The county privatized legal services for certain public agencies when former assistant Erie County prosecutor Terry Griffith retired in December 2006. It was a plan, officials said, to save taxpayer money while at the same time retaining an experienced attorney.
Commentary
May 5, 2010

The county privatized legal services for certain public agencies when former assistant Erie County prosecutor Terry Griffith retired in December 2006. It was a plan, officials said, to save taxpayer money while at the same time retaining an experienced attorney.

But the "save taxpayer dollars" argument to justify the change doesn't hold much water, given that the arrangement actually cost taxpayers tens of thousands more in expenditures.

Griffith has the potential to bill more than $500,000 in fees for the period 2007 through the end of this year under the private contracts she has with the county Health department, the disabilities board, the county engineer's office and the city of Huron and Huron Township.

Erie County Health Department director Pete Schade and former county disabilities board director Jerry Plassenthal both signed contracts for Griffith's services. Griffith served as legal counsel to both agencies while she was an assistant prosecutor. Schade said it was important to retain the services of an experienced attorney.

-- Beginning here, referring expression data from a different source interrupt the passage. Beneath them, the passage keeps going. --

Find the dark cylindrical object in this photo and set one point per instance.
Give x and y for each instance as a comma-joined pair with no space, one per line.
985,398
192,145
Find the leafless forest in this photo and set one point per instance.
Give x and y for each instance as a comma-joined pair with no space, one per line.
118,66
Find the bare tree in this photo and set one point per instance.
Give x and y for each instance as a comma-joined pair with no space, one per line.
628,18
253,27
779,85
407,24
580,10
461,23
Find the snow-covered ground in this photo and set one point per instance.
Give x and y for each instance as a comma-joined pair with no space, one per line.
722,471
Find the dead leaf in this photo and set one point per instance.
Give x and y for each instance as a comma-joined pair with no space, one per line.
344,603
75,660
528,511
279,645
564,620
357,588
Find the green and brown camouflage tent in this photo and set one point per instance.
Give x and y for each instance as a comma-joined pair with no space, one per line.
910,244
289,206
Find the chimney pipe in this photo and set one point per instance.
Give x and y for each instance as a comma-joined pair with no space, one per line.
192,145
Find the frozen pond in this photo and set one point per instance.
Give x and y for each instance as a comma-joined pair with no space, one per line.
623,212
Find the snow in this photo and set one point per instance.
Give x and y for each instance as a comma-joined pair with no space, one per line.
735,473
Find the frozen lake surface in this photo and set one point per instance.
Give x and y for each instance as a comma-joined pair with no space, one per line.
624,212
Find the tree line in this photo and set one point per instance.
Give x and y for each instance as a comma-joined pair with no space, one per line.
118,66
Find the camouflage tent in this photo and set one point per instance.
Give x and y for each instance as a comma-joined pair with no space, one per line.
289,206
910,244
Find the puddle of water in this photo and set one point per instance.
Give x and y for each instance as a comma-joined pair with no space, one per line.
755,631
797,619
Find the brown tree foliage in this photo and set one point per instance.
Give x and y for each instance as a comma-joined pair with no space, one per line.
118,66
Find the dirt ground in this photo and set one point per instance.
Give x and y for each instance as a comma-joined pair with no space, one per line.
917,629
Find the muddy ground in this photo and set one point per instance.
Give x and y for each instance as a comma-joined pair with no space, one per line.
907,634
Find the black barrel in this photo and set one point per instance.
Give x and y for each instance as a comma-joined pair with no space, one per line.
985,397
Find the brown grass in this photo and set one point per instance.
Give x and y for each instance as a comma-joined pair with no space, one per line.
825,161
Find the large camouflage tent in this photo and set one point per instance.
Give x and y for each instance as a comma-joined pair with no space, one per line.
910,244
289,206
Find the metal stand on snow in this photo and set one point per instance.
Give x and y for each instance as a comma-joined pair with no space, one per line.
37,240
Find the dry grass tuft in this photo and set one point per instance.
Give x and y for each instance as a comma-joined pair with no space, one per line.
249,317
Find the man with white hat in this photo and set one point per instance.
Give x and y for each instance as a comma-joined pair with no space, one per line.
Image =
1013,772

But excuse us for questioning whether these two relatively small agencies are being operated efficiently if their leaders see a need to have an attorney on retainer. Both agencies have access to legal counsel from the county prosecutor's office at no charge, and there are other avenues to obtain expert legal services through professional associations. It is certainly not clear that these expenditures can be justified given those other, less expensive alternatives.

It also is not clear exactly what the rationale was behind this move, but it's obvious, we believe, that the arrangement represents bad public policy and should be reversed when the contracts expire later this year. Otherwise, officials have added one big expense item for years to come in the burden column for taxpayers.